Dr Honey Mabuza from the University of Limpopo spoke about: Exploring the perceptions of balance between Specialist and Generalist platforms in training a Medical Undergraduate in South Africa. ‘How well is the exiting doctor integrated into the medical field? Students should have integrated learning introduced in their first years of study to make them better aligned with primary health. South Africa requires a model devised between generalist and specialist training to build interdependence between these two levels of care,’ said Mabuza.
Adaptations in Medical training: Fostering Transformative agenda through decentralised training platforms and the need for decentralised learning sites were discussed by Ms Ntsiki Mapukata-Sondzaba of the Rural Health Division of Wits University. ‘Students are trained in tertiary hospitals, but aren’t equipped to handle unfamiliar environments when working in rural areas. Our present models may be academically competent, but culturally and socially, the students are incompetent.’
Moshabela discussed innovative models that promote primary health care through community involvement and what opportunities existed for mutual benefit between medical students and the communities in order to see the fit between training students and health systems/user needs and the opportunity for mutual benefits.
He said ‘in our thinking about competencies, we want to underline that there must be adequate knowledge and medical skills in education for students to benefit both themselves and the community. It is imperative that the role of the institution and its educational activities reflect and is responsive to the health care needs of society.’
The hidden curriculum and null curriculum and their impact, as unscripted and an informal form of education that take place among and between teachers and students, was discussed by Dr Tsholofelo Mhlaba of UKZN’s Department of Public Health. ‘Hidden curriculum encompasses what is learnt in medical school but doesn’t take place within formal course offerings. A null curriculum is the information that educators leave out due to limited time. It affects the competencies of medical graduates.’
Professor Relebohile Moletsane, Professor of Rural Education at Edgewood campus, discussed the Theories of Learning, explaining that each person conceives things differently. With the teaching environment being a power relation between the teacher and the learner, whose knowledge is of most worth? ‘Teaching is not an everyday activity. It is an intellectual activity, and what a teacher believes can inform their students. One needs to understand how a student learns, taking into consideration the context and society in which the student is learning. Teaching involves challenging concepts, and is varied every time.’
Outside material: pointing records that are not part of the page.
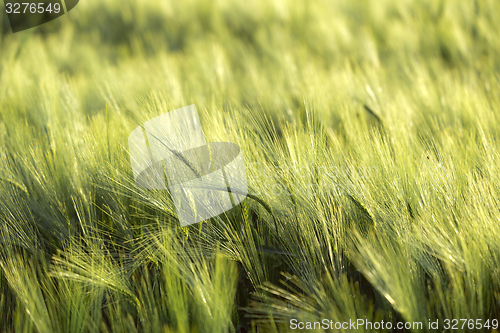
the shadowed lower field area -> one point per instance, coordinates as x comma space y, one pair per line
369, 132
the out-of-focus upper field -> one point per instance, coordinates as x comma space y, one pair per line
370, 136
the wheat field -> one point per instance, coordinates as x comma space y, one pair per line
369, 131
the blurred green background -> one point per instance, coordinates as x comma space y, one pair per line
315, 93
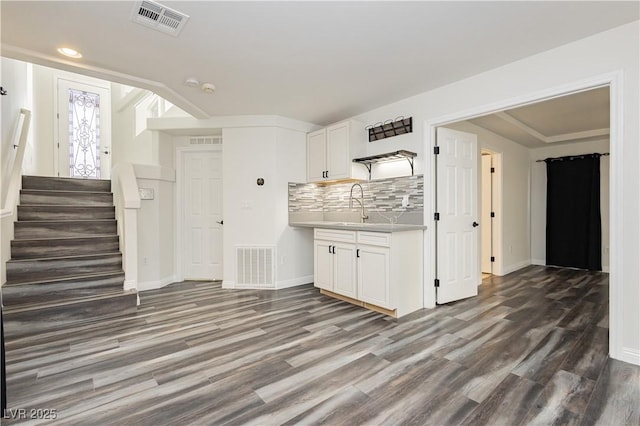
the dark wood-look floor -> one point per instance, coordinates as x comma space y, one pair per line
530, 349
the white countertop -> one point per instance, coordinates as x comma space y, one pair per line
356, 226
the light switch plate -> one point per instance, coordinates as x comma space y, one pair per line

Moshabela said: ‘The Colloquium was intended to place the topic of medical transformation on the education agenda in the University. For me it was a good way of launching the three-year research project - networking with UKZN colleagues interested in medical and health professions education research within the University, linking with colleagues in other South African Universities actively involved in medical education and creating a platform to partner with major role players such as ASSAf and SACOMD.
‘My feeling is that we have laid a foundation for an inclusive research process going forward, but a lot of work still needs to be done to ensure that the research will generate locally-relevant evidence for the transformation of medical education.’
Moshabela acknowledged members of the Colloquium organising and scientific team, Dr Neeri Moodley, Ms Sbahle Mkhungo, Ms Roisin Drysdale and Ms Tivani Mashamba-Thompson. He also acknowledged the National Research Foundation, the University Teaching and Learning Office, and the Atlantic Philanthropies under the Centre for Rural Health for funding support; and the College of Health Sciences’ Deputy Vice-Chancellor, Deans and PR Manager for support provided for the Colloquium.